Expect this year's budget debate to be dominated by one thing: the November elections.
With the Democrats nipping at the Republicans' heels for congressional control, the GOP's game plan is to try to expedite what is traditionally a protracted and headache-filled process. Already, orders have gone out for the Budget committees to try to finish a comprehensive, nonbinding budget resolution by the end of March or the first of April. The Appropriations committees then hope to complete all 13 annual spending bills before the August recess, and all the rest of the work by the first week of October, to give members enough time to go home to campaign.
Given a robust economy and budget surpluses projected to continue for another decade at least, logic would presume that the schedule, though ambitious, could be met. But over the past two years, the budget surplus has acted as a curse and a blessing: the more the surplus has grown, the more intense the partisan rhetoric about how it should be used. Most of the skirmishes have resulted from typical party politics-Republicans push to cut taxes, Democrats push to increase domestic spending and shore up entitlement programs. But one of the biggest fights-whether to revise strict spending caps laid out in the Balanced Budget Act of 1997-has cut across party lines.
Congress and the President enacted the 1997 caps to bring government spending under control. But because a budget surplus was achieved much sooner than expected, calls to lift or revise the caps are growing, especially among congressional appropriators and budget gurus, who believe that the caps are unrealistic and much too austere to meet current fiscal needs, such as increased defense and education spending.
"If you want to get out of here for the election, you need to give appropriators a real number to work with," said Jim Horney of the liberal-leaning Center on Budget and Policy Priorities.
In a surprise move, White House officials in mid-January hinted that the President's budget proposal, due Feb. 7, would ignore the 1997 spending caps altogether and call for a more honest approach to budgeting. Last fall, for the second year in a row, Congress spent $30 billion to $40 billion more than the caps allowed, but masked this rule breaking by using incomprehensible accounting devices and applying the "emergency" label to certain spending items.
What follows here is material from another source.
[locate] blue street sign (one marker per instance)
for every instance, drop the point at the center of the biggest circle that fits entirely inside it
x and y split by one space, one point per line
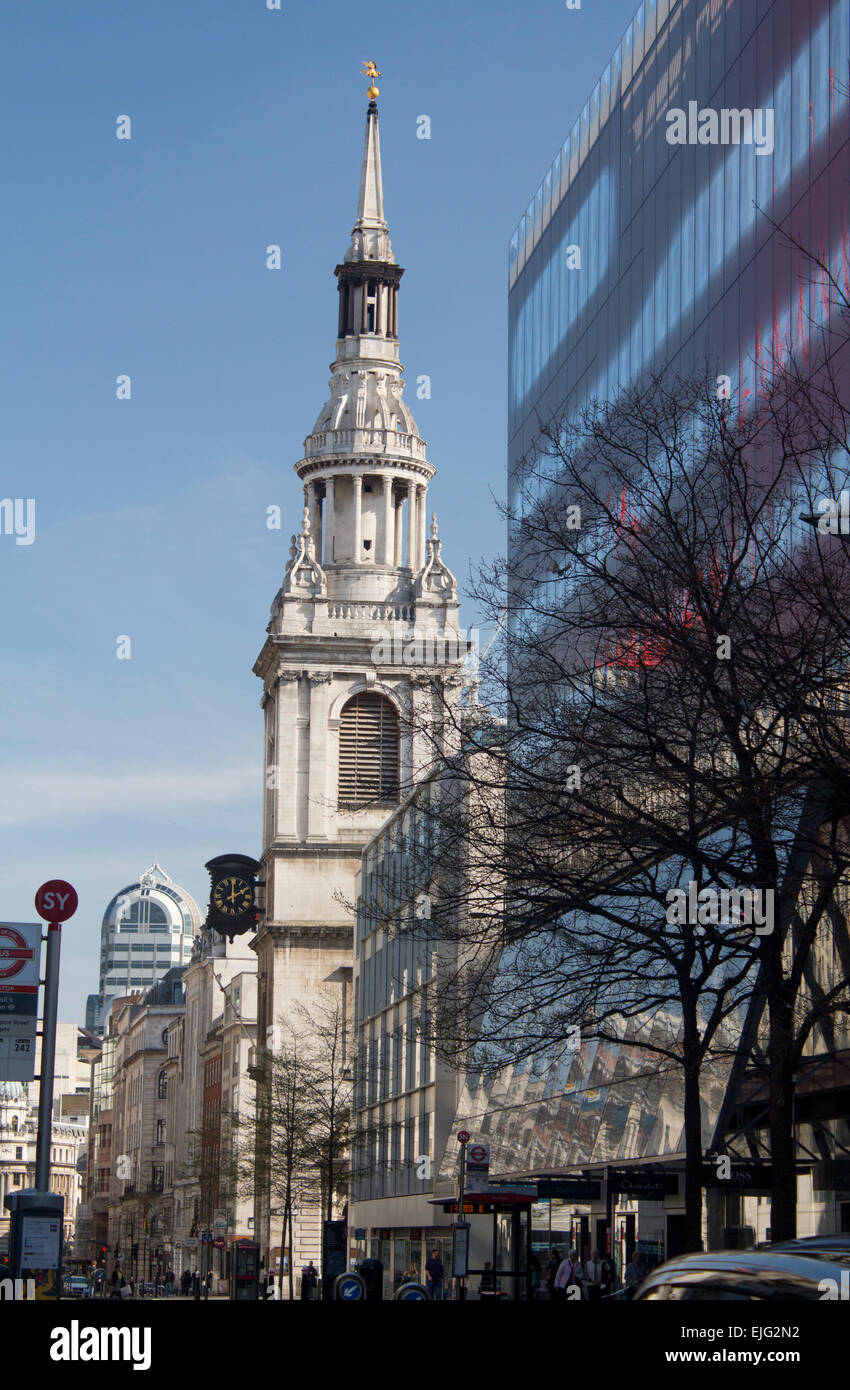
349 1286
In addition, the Clinton Administration's new budget will keep projected Social Security surpluses "off limits" for other budget uses-a mantra that Republicans seized upon last year.
Congressional appropriators immediately welcomed the news of the impending death of the spending caps. "It will make our lives easier," said one House appropriations aide. "We won't have to go through the charade that we're actually adhering to the caps." In 1999, appropriators tried but failed to persuade Republican leaders that more-realistic spending assumptions would grease the appropriations process and prevent accusations of budget gimmickry.
Staffers on the Senate Budget Committee have also welcomed the President's suggestion. They noted that because of creative accounting, more than $20 billion in fiscal 2000 spending was carried over to fiscal 2001. But Senate Budget Committee Chairman Pete V. Domenici, R-N.M., has yet to make up his mind on the caps issue. "He wants to take the temperature" of his colleagues first, said an aide, and then coordinate any strategy with the Senate and House leadership.
Domenici's counterpart, House Budget Committee Chairman John R. Kasich, R-Ohio, is even less enthusiastic about the idea of lifting the spending restrictions, according to an aide. The caps "have been extremely effective" in reducing spending, the aide noted, even if the political will to keep them seems to be waning in the face of huge projected budget surpluses.
While the aide would not discount the possibility of revising the caps, it is clear that Kasich and many other conservatives will not go along without some mandated restrictions on future spending-and a commitment that some of the non-Social Security surplus will be reserved for tax relief and debt reduction. "We need a new reality that helps us restrain spending, a new hammer over our head," the aide said.